Google Sheets
One of the user stories I had to tackle in a recent sprint was to import data maintained by a non-technical colleague in a Google Spreadsheet into our analytics database. I quickly found a Java API for Google Spreadsheets that looked promising but turned out to be more tricky to get up and running than expected at first glance. In this article, I show you how to use this library from Clojure and avoid some of the pitfalls I fell into.
Google Spreadsheets API #
The GData Java client referenced in the Google Spreadsheets API documentation uses an old XML-based protocol, which is mostly deprecated. We are recommended to use the newer, JSON-based client. After chasing my tail on this, I discovered that Google Spreadsheets does not yet support this new API and we do need the GData client after all.

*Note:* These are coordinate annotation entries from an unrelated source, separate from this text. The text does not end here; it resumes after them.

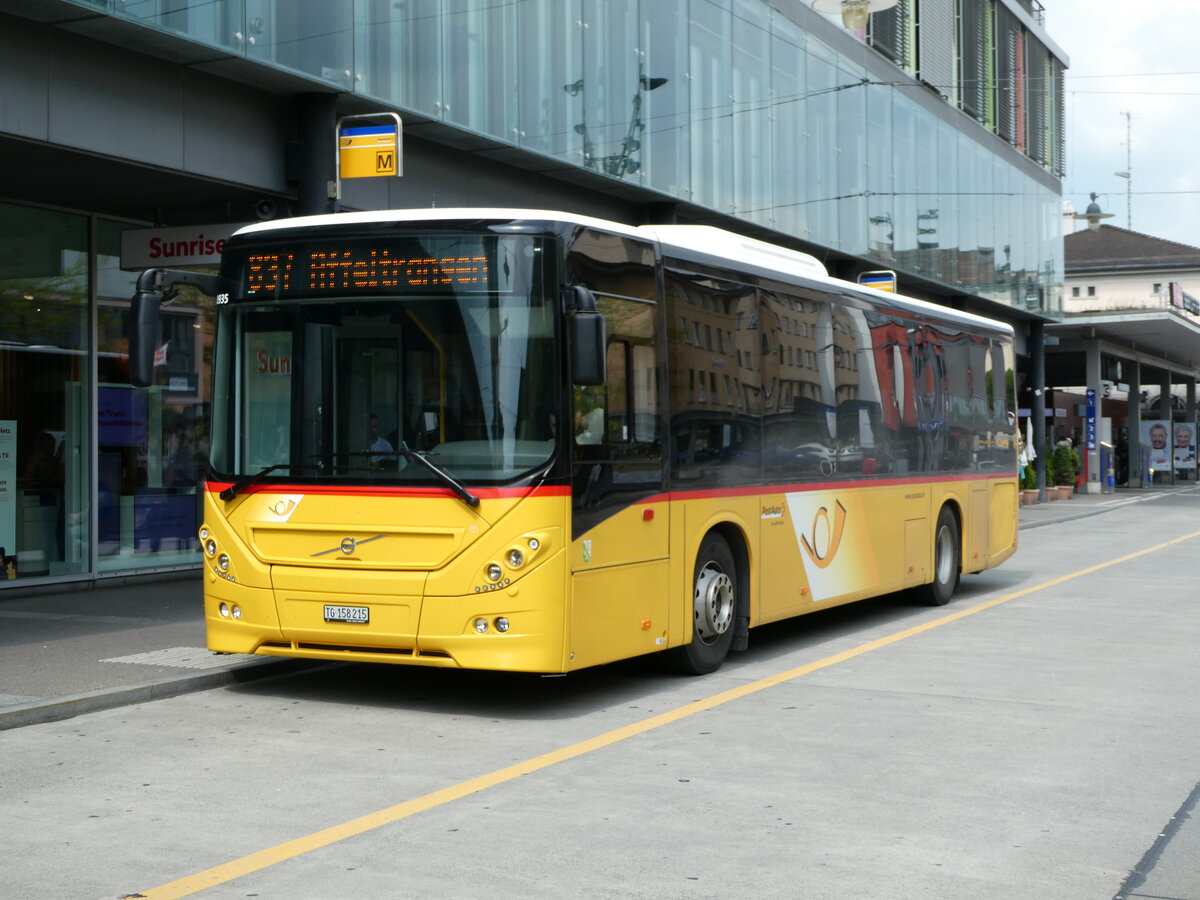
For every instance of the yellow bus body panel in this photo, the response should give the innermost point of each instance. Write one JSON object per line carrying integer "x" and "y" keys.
{"x": 622, "y": 589}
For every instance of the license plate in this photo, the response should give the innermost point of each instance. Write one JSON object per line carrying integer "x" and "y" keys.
{"x": 358, "y": 615}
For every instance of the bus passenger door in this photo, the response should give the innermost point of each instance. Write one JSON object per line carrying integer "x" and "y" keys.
{"x": 621, "y": 522}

The first hurdle: dependencies #
The GData Java client is not available from Maven, so we have to
download a zip
archive.
The easiest way to use these from a Leiningen project is to use mvn
to
install the required jar files in our local repository and specify the
dependencies in the usual way. This handy script automates the process,
only downloading the archive if necessary. (For this project, we only
need the gdata-core
and gdata-spreadsheet
jars, but the script is
easily extended if you need other components.)
#!/bin/bash
set -e
function log () {
echo "$1" >&2
}
function install_artifact () {
log "Installing artifact $2"
mvn install:install-file -DgroupId="$1" -DartifactId="$2" -Dversion="$3" -Dfile="$4" \
-Dpackaging=jar -DgeneratePom=true
}
R="${HOME}/.m2/repository"
V="1.47.1"
U="http://storage.googleapis.com/gdata-java-client-binaries/gdata-src.java-${V}.zip"
if test -r "${R}/com/google/gdata/gdata-core/1.0/gdata-core-1.0.jar" \
-a -r "${R}/com/google/gdata/gdata-spreadsheet/3.0/gdata-spreadsheet-3.0.jar";
then
log "Artifacts up-to-date"
exit 0
fi
log "Downloading $U"
cd $(mktemp -d)
wget "${U}"
unzip "gdata-src.java-${V}.zip"
install_artifact com.google.gdata gdata-core 1.0 gdata/java/lib/gdata-core-1.0.jar
install_artifact com.google.gdata gdata-spreadsheet 3.0 gdata/java/lib/gdata-spreadsheet-3.0.jar
Once we’ve installed these jars, we can configure dependencies as follows:
(defproject gsheets-demo "0.1.0-SNAPSHOT"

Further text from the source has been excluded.